Expanding the Scope of PLI:
- To unlock new growth frontiers, PLI incentives should be extended to labor-intensive industries like apparel, leather, and furniture, and emerging sectors like aerospace and space technology.
- Reducing import dependency in sectors like capital goods by fostering domestic manufacturing capabilities can enhance resilience against global supply chain disruptions.
- Promoting green manufacturing and investing in advanced technologies will improve long-term competitiveness and sustainability.
Challenges in Input Costs and Value Addition:
- The divergence between output growth (21.5%) and GVA growth (7.3%) is attributed to a 24.4% rise in input costs during 2022-23.
- A streamlined import regime with lower tariffs (0-2.5% for raw materials, 2.5-5% for intermediates, and 5-7.5% for finished goods) could reduce production costs and improve India’s integration into global value chains.
Addressing Regional Disparities:
- Over 54% of manufacturing GVA and 55% of employment are concentrated in five states: Maharashtra, Gujarat, Tamil Nadu, Karnataka, and Uttar Pradesh.
- To ensure equitable growth, states need to implement key reforms in land, labor, and power markets, along with infrastructure development and investment promotion.
Focus on MSMEs:
- MSMEs contribute 45% of India’s manufacturing GDP and employ 60 million people. Tailored PLI incentives, such as lower capital investment thresholds and reduced production targets, can empower MSMEs to scale up, innovate, and integrate into value chains.
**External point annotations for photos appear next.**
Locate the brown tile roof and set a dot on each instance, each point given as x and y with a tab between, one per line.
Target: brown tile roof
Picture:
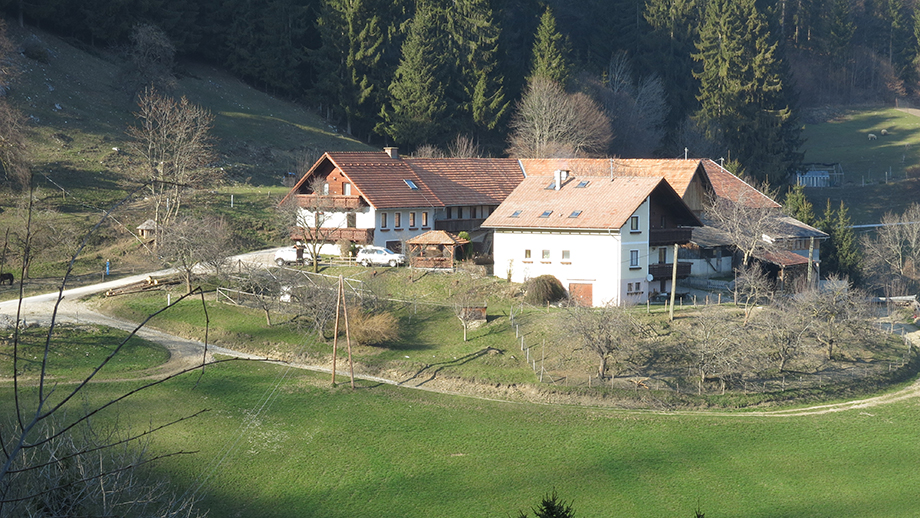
601	204
678	172
727	185
469	181
436	237
381	180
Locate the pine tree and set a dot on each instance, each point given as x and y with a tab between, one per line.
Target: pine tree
352	47
668	51
477	88
550	52
797	205
743	101
416	111
840	253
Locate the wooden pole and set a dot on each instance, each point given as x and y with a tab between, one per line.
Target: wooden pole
351	363
673	283
335	335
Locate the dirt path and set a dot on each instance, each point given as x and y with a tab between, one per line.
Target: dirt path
185	354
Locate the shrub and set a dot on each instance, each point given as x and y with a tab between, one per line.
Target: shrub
542	290
373	329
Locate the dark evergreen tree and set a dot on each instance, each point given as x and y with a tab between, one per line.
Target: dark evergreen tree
668	52
552	507
416	111
550	58
840	252
743	101
351	52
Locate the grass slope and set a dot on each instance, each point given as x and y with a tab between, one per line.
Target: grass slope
843	137
386	451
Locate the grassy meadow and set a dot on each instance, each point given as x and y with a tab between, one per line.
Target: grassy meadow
842	136
279	442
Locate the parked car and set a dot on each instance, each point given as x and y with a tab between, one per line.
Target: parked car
379	256
293	255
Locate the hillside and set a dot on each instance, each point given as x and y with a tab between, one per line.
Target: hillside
78	110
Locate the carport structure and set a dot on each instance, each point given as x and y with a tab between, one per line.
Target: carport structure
434	249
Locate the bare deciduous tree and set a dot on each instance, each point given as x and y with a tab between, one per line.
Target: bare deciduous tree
837	313
716	346
174	142
891	257
190	242
610	332
549	122
746	225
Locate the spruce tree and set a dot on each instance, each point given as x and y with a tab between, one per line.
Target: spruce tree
416	112
840	253
550	52
743	101
797	205
351	52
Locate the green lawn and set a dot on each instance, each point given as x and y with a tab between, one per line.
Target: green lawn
844	139
384	451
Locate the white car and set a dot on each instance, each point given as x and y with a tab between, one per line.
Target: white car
379	256
293	255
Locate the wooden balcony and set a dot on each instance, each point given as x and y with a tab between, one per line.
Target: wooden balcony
361	236
432	262
458	225
665	270
669	236
330	203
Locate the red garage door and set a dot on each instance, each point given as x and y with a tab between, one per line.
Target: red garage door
582	293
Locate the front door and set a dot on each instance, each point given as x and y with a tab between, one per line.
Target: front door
582	293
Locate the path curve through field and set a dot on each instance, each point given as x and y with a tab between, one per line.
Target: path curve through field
185	353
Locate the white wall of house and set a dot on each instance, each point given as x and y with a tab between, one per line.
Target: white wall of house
603	259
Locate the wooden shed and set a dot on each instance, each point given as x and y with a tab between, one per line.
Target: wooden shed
147	229
434	249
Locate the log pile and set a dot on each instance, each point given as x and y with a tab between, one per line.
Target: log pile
148	284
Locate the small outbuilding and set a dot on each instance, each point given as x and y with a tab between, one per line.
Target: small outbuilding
434	249
147	229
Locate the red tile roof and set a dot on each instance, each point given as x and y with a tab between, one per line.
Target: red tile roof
679	173
603	203
382	180
727	185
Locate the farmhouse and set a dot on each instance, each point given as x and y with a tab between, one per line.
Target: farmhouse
382	199
607	239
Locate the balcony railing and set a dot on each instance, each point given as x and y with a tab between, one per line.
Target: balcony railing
330	202
458	225
669	236
361	236
665	270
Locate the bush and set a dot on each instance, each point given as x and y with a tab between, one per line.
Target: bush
373	329
543	290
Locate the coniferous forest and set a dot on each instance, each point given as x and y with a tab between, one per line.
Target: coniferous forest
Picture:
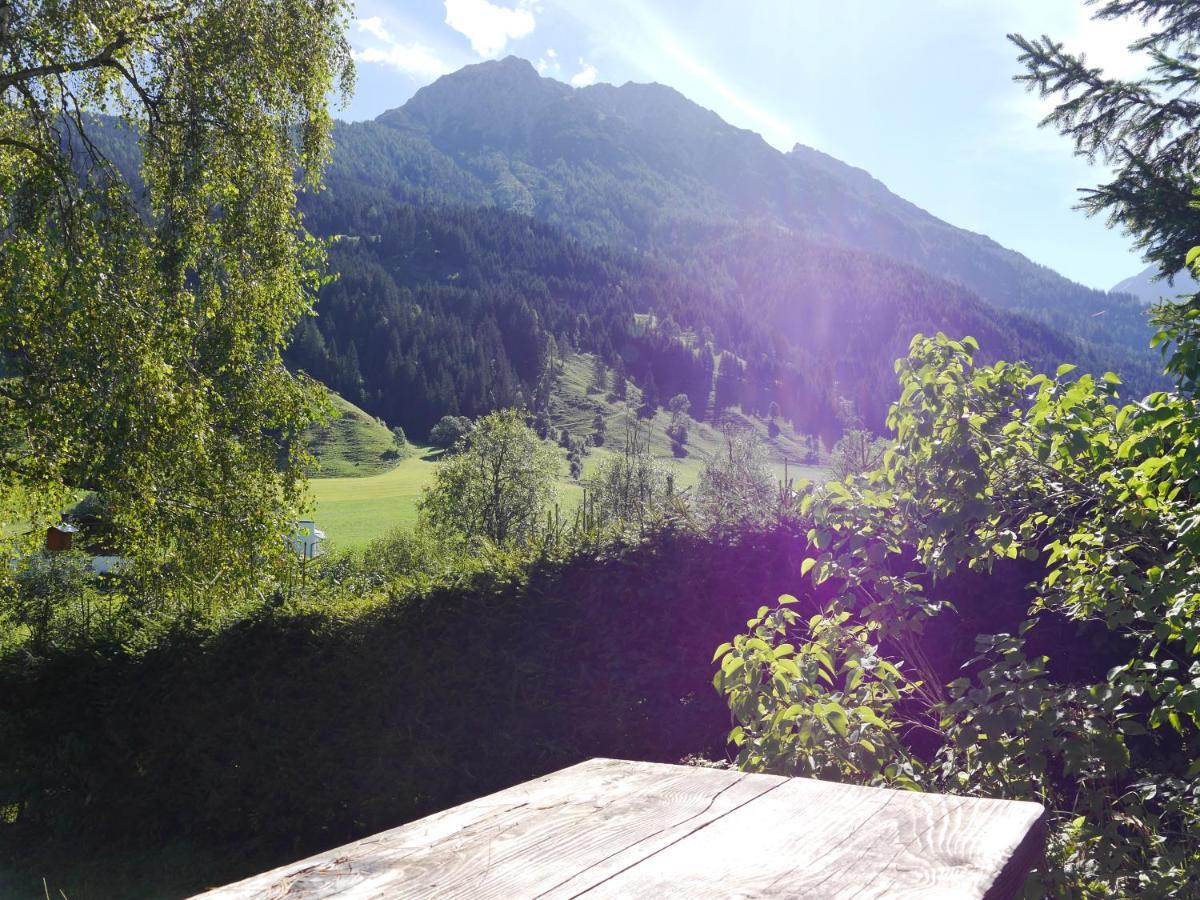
579	323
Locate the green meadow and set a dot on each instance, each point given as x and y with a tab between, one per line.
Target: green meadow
364	489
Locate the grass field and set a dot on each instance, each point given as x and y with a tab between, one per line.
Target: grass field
361	496
354	444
Enhancing Women’s Workforce Participation:
- Increasing female workforce participation in manufacturing could boost output by 9%, according to the World Bank.
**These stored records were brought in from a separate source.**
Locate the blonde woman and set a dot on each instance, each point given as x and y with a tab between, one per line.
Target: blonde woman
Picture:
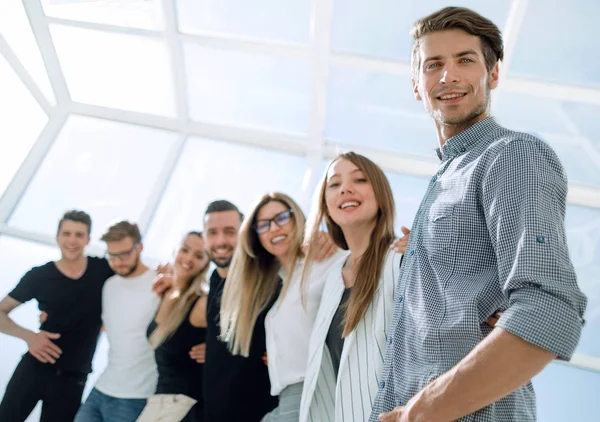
179	325
266	269
346	348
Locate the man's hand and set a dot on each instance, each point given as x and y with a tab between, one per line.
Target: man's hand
164	281
198	353
325	247
400	245
42	348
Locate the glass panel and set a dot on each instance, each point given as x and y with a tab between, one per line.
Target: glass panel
377	110
285	21
18	257
210	170
105	168
128	72
552	26
530	113
580	166
21	121
567	394
381	28
245	89
15	28
583	234
558	124
586	119
144	14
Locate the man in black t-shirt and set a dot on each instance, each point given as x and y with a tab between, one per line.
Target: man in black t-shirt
236	388
59	357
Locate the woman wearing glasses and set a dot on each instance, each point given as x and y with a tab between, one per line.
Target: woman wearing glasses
267	267
180	324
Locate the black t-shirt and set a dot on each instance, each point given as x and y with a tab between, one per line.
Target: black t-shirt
74	308
236	388
177	372
335	339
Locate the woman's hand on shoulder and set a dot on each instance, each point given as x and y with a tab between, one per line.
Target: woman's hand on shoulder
164	280
325	247
400	244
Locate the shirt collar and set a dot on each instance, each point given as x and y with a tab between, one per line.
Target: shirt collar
467	139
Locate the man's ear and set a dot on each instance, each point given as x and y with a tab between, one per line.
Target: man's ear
416	90
494	75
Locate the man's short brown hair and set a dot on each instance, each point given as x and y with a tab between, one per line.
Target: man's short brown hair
78	217
459	18
120	231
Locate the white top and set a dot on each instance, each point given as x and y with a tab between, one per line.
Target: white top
128	307
350	397
288	324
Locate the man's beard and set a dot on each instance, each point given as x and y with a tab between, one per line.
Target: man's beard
131	269
222	264
460	121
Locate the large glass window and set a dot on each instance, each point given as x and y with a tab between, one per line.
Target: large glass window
21	121
273	20
246	89
144	14
127	72
209	170
380	28
106	168
15	28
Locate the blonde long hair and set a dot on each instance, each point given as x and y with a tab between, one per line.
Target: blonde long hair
370	264
252	278
192	290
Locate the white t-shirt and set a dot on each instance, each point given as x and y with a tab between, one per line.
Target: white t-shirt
128	307
288	325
- Developing supportive infrastructure like hostels, dormitories, and childcare facilities near factories can encourage greater participation, driving inclusive growth.
Future Goals:
- Sustained efforts could raise manufacturing’s share in India’s GVA from 17% to over 25% by 2030-31 and 27% by 2047-48.
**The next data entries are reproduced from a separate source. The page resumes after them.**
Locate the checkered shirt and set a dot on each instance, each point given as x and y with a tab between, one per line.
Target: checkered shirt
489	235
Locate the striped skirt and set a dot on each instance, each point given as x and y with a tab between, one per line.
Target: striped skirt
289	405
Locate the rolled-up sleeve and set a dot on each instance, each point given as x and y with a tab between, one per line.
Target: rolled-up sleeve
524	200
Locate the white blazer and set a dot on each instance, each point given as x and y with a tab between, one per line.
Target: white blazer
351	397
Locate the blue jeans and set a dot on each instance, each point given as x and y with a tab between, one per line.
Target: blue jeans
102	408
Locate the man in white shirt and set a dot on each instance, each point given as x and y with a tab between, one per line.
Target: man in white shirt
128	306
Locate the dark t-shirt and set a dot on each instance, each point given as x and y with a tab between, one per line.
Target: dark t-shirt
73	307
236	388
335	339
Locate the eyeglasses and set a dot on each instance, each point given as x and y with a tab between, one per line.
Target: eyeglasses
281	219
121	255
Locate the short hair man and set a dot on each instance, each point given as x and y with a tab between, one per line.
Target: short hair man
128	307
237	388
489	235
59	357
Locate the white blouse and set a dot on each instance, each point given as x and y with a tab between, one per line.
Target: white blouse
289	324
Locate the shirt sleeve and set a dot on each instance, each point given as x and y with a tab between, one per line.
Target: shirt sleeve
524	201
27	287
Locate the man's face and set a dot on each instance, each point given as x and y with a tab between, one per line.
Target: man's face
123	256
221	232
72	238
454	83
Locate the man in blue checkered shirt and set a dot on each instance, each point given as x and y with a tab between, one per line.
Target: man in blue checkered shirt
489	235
- Improving ease of doing business, reducing operational costs, and leveraging policy measures will be crucial to achieving these targets.
Conclusion
India’s manufacturing sector is on the cusp of transformation, driven by robust policy support and impressive post-pandemic recovery. While the PLI scheme has laid a strong foundation, addressing challenges like high input costs, regional imbalances, and the underutilization of MSMEs and female workforce potential is critical. With sustained reforms and focused strategies, India can unlock its manufacturing potential, driving economic growth and achieving its vision of becoming a developed economy by 2047.